I spent this morning reviewing today's economic news in preparation for a TV appearance. I didn't have much of a chance to focus on it in the interview, but fortunately we can discuss it here. The news wasn’t just good, but good in an interesting way.
Specifically, the key news this morning included a report on durable goods, which is basically business equipment, as well as data on consumer confidence and the sales and prices of new homes. These are all good indicators to watch, and the expectation was that they would disappoint once again. The narrative of a slow first quarter has taken hold, and most economists didn't have high hopes.
I have to admit, my expectations were modest as well, despite my belief that the recovery continues. I was very pleasantly surprised, though, at how positive the news was.
Durable goods: which number to watch?
Just as with inflation numbers, there's a headline figure and a core figure for durable goods orders. The headline includes everything, and the core excludes big items that bounce around a lot. In the case of inflation, that's food and energy prices; with durable goods, it’s transportation—namely, cars, aircraft, and defense. Defense spending typically doesn’t mirror the cycles of the economy, but the big wild card is aircraft orders. As important as it may be, the Boeing sales team doesn’t represent the economy as a whole.

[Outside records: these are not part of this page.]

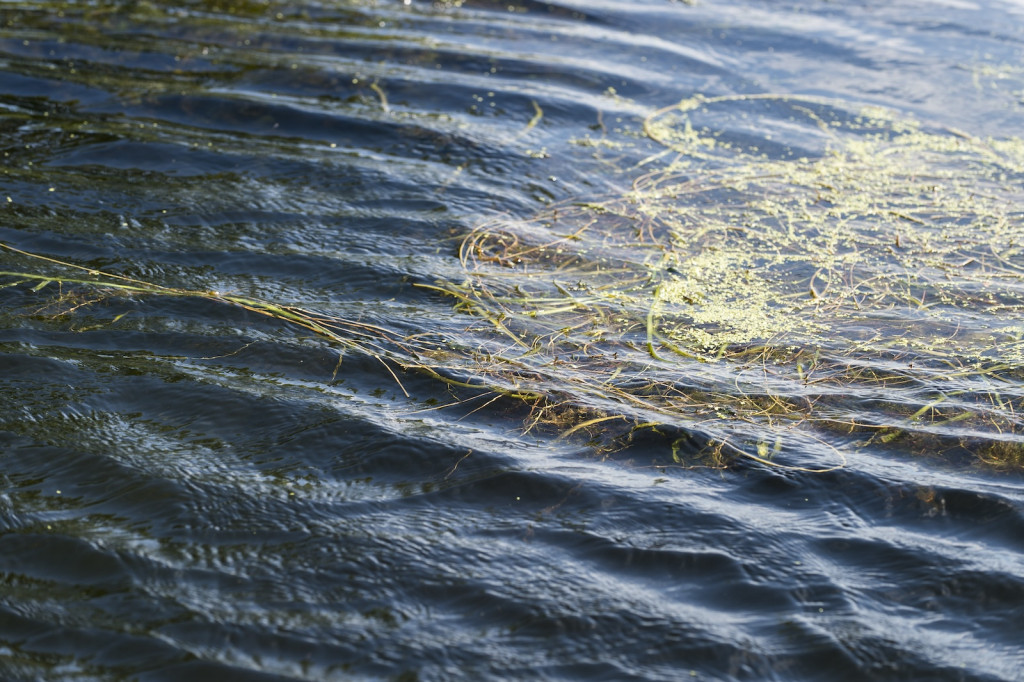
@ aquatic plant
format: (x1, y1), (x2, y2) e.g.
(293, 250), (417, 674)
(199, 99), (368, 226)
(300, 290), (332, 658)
(6, 95), (1024, 472)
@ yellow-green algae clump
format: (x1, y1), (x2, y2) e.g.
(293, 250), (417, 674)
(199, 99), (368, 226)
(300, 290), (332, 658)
(443, 95), (1024, 470)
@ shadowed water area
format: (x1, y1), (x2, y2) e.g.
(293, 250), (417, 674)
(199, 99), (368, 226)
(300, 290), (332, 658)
(0, 0), (1024, 682)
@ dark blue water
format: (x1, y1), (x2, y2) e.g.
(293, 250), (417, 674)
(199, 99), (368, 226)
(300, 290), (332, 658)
(0, 0), (1024, 681)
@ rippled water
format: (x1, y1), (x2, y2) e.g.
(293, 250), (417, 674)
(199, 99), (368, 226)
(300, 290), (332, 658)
(0, 0), (1024, 680)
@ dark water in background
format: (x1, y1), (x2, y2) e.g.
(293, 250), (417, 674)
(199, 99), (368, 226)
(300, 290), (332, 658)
(0, 0), (1024, 680)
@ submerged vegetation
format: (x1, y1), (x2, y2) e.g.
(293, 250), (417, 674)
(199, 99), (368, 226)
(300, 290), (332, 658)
(0, 95), (1024, 471)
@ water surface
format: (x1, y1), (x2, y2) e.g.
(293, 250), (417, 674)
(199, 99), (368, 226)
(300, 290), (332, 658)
(0, 0), (1024, 680)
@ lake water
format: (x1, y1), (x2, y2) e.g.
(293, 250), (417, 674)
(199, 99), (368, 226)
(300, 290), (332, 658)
(0, 0), (1024, 682)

You can see this by comparing durable goods orders as a whole, which were down 0.5 percent, in line with expectations, with durable goods orders excluding transportation, which were up 0.5 percent. The difference is largely due to a drop in aircraft orders, which dropped 4 percent after a 40-percent gain the previous month. Clearly, with that kind of swing, the number that excludes transportation should be a more reliable reflection of the economy.
Signs of a developing trend
As I’ve said before, a single month of data is not a good indicator. But we now have two consecutive months of increases in core durables ex-transportation, suggesting that the trend of declines may be broken. Even more indicative, the poor March figures are now being revised up significantly, from negative results to positive.

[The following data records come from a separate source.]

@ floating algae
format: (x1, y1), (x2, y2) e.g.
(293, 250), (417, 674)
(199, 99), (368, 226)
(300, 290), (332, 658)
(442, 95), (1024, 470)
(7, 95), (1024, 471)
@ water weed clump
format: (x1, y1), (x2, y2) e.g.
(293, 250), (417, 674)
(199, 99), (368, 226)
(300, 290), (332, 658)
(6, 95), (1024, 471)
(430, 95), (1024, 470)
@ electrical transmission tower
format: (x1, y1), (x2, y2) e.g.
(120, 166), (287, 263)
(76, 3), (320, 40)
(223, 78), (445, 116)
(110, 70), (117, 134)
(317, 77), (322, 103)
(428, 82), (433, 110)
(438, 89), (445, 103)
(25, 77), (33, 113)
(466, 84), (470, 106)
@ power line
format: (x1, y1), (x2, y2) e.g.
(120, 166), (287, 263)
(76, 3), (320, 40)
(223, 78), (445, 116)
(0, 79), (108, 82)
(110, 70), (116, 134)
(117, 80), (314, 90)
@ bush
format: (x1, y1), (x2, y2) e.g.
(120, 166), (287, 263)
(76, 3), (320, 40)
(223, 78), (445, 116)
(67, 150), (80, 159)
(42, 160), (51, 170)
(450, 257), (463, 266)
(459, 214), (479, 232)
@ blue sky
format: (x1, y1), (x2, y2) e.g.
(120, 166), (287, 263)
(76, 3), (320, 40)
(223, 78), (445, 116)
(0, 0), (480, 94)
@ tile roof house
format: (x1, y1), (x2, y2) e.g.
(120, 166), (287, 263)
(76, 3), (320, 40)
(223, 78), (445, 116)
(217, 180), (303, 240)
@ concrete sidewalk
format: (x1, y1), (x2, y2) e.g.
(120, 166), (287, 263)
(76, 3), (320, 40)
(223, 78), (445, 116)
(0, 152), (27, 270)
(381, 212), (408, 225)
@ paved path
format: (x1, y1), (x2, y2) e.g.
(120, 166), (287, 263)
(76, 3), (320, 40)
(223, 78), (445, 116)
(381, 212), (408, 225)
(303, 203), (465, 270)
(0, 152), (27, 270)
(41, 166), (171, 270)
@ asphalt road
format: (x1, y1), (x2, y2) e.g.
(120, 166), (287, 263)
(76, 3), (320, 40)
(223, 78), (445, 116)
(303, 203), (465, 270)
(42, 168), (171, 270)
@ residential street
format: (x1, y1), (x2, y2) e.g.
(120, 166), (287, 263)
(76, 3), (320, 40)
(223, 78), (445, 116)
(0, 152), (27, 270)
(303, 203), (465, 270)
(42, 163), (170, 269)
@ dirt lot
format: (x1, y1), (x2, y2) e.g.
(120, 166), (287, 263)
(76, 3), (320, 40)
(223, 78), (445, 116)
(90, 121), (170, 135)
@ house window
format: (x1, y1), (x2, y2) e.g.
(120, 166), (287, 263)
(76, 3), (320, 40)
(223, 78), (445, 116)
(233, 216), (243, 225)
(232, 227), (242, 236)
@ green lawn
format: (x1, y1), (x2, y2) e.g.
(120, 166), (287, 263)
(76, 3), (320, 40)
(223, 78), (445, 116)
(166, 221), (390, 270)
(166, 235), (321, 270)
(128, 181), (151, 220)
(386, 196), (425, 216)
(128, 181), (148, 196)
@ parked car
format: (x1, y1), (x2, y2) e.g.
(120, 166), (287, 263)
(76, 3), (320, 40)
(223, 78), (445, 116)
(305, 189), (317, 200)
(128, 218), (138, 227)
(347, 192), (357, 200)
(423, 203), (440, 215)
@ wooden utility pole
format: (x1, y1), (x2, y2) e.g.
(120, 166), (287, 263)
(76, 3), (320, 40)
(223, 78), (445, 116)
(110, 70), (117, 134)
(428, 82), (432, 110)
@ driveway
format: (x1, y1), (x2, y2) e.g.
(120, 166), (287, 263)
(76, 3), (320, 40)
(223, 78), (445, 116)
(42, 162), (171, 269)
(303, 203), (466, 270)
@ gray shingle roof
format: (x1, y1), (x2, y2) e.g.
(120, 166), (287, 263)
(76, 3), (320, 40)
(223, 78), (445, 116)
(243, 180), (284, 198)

Looking at business investment alone, we get similar results. Capital goods excluding defense spending and aircraft grew even more, at 1 percent, and the previous month was also revised upward by a full percentage point. Business investment, one of the key elements of the economy, is coming back.
And the pattern extends beyond business spending into many areas of the economy. Housing prices and consumer confidence continue to rise and beat expectations, as do new home sales.
Looking forward, the question is whether the better trend will continue. With the West Coast ports running again, the weather improving, and companies adjusting to the stronger dollar and lower oil prices, I suspect we’ll continue to see faster growth. The expectations, however, may take a bit longer to change.